夜明け前に消えなくては

「秘伝忍術・氷花牢 凍結封印!!」

 サスケの呪印に白雪の切っ先を軽く突き立てる。パキパキとサスケの腕に薄氷が張って花のような模様を浮かべる。赤黒かった呪印が先の方から引いていく。元の印に戻ったところで薄氷は解け、封印術は完了だ。
 棺一族がその名に「棺」を冠す理由はこの秘伝の封印術にある。複雑でチャクラの消費も激しいが、効果は絶大…のはずだ。
 ザクは動けない二人を抱えて大人しく退散する。巻物も置いていってくれた。私たちの巻物は燃やされてしまったからこれで振り出しに戻るわけだ。
 みんなが手当を受ける中、ルリアは考え込んでいた。そこに、この森に居る下忍たちではない、もっと洗練された動きの人間がいることに気付いた。

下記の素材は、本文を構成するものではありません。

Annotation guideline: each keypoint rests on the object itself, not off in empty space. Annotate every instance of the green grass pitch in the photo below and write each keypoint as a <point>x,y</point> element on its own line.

私に出来ることは、ひとつしかなさそうだ。ふらり、と立ち上がって、印を結ぶ。

「全員木に登れ!」
「秘伝・氷雪崩<こおりなだれ>!!」

 頭上に氷の小さな粒が山のようにできて、ルリアを中心に雪崩が起きる。ネジの指示で咄嗟に飛び上がった木ノ葉の下忍たちは何事かとルリアを見下ろす。ルリアが上を見上げる。音の忍がかわいいと思える殺気だった。それに、普段冬の薄雲の張った空のような静かな瞳に花の文様が浮かび上がっていた。
 瞳術の使い手というのは少ないうえに、血継限界の形質だ。ここには木ノ葉、いや、世界の中でも極めて有名な写輪眼のうちは一族と白眼の日向一族が居る。食い入るように見つめられ、それを睨み返すルリア。先に目をそらしたのは、ルリアだった。そっと視線を伏せて、木ノ葉の額当てを取る。足元に残る氷にざくりと埋まった。次いで首布を引き裂いて真っ直ぐ横に線が引かれた霧隠れの額当てが露になる。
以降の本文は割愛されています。